One of the hardest things about learning anything is figuring out how to practice. Or even what it means to practice. Repetition is often key. But you don’t want something that sucks all the joy out.
I’ve been teaching myself to draw for a few years. I had improved a lot, but for a long while recently was going nowhere. I’d tried lots of books and courses, and filled endless pages with boxes, parallel lines, figures and other “practice”.
But something clicked when I started sketchbooking earlier this year. I’ve filled five books now, and I’m just starting a sixth.
The sketchbooks led to a shift in mindset. Rather than trying to practise, I was engaging in a practice – scribbling. Whiling away the hours with the books became something in its own right, rather than a means to an end.
For a long time I was a little scared of sketchbooks. I used pads where I could tear pages away and start afresh. But I took a sketchbook on holiday to Hobart in February. I painted the boats as I waited for lunch, the post office as the afternoon light faded.
The scribbles weren’t all good, but they have become part of a whole. I’ve been hooked ever since.
I started carrying a sketchbook everywhere. I scribbled my breakfast, the fruit in the Guardian’s office, other people on the train. The books also became a way for me to work through stuff, such as when my wife had a health scare and was in hospital for a weekend. As we waited endlessly to find out what was happening, it was a safe space where I could just be.

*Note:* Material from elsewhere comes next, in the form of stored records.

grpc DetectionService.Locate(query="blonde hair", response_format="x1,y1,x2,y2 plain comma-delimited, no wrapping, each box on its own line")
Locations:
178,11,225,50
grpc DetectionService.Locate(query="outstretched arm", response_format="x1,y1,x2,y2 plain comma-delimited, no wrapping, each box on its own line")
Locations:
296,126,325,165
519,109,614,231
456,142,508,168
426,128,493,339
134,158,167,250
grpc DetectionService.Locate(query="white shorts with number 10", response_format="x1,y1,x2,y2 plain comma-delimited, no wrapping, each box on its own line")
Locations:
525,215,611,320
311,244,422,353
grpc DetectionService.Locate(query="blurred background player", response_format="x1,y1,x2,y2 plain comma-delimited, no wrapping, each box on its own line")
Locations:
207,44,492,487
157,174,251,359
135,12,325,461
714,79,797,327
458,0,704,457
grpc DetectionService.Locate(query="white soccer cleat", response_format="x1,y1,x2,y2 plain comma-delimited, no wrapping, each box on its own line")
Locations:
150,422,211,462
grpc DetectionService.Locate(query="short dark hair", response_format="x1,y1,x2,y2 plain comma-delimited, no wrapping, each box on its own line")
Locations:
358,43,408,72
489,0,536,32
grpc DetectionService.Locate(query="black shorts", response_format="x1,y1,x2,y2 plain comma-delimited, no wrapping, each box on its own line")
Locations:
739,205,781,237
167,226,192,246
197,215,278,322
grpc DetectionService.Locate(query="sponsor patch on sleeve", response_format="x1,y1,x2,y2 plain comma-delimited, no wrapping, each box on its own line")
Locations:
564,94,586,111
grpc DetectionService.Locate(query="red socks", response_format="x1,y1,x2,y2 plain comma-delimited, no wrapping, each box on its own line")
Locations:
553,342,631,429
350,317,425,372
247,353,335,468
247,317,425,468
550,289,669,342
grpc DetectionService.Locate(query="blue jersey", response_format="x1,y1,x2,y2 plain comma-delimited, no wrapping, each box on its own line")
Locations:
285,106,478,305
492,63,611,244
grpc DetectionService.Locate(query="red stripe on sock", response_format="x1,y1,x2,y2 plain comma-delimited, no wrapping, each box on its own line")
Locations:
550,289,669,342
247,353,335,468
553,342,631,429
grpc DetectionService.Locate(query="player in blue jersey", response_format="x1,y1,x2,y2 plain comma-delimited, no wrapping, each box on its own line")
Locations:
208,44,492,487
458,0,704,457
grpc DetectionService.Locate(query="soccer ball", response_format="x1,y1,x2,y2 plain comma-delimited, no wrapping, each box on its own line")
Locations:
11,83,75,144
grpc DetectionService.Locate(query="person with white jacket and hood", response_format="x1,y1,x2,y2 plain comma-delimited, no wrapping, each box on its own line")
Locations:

I spoke to Danny Gregory, a writer who blogs and makes videos about sketchbooking, to try to figure out why I had become so taken by my new practice.
“We think about practice in drawing like practice in piano, where you have to play scales, or you have to do drawing exercises,” Gregory says. “I’ve always hated that. It feels really academic. It’s not expressive.
“But if you think about practice in other terms – like a yoga practice, or legal or medical practice – with those kinds of practices, you’ve learned some stuff, right? You’ve studied the law, but then you put it into practice.
“It’s not preparatory. It’s active. You’ve taken these thoughts and ideas and principles, but now you’re engaging with them and you’re using them on a regular basis. If you keep a sketchbook, you’re not practising so that you can then do a painting, in my mind.
“I’m doing it because that is the practice of the practice, you know?”
I have now filled two sketchbooks just with portraits – more than 100 scribbled over a couple of months. And it’s like Gregory says; I wasn’t doing portraits as studies for some other portrait in the future, but just to do portraits.
Gregory has a bunch of similar stories, such as the sketchbook he started to fill the time it took to make his morning cup of tea.
“A lot of the time I was just sort of standing there. Or I was looking at my phone. So I thought, well, I’m going to just put a sketchbook next to the kettle,” he says.
“I would just draw my tea cup. That same tea cup every morning. And I filled the whole sketchbook. Same pen, same everything. And you know, my drawings were slightly varied. But really, my goal was to do the same drawing over and over and over again.”
In my most recent sketchbook I challenged myself to include people on every page. Used to drawing ghost-town versions of Melbourne (and Hobart, as above), the first few pages were a real struggle.
But I started varying my morning coffee routine to find new places where I could capture life.
My latest sketchbook will tackle the bane of all my drawings – hands. I’ve always struggled drawing hands.
It’s early days, but I’m not dreading it as I would have before. Because drawing a bunch of hands isn’t just practice any more. It’s the practice of practice.
The books aren’t a magic bullet. This won’t look the same, or work the same, for everyone. But to me the books are just a private, finite space where I can experiment, explore, process and remember.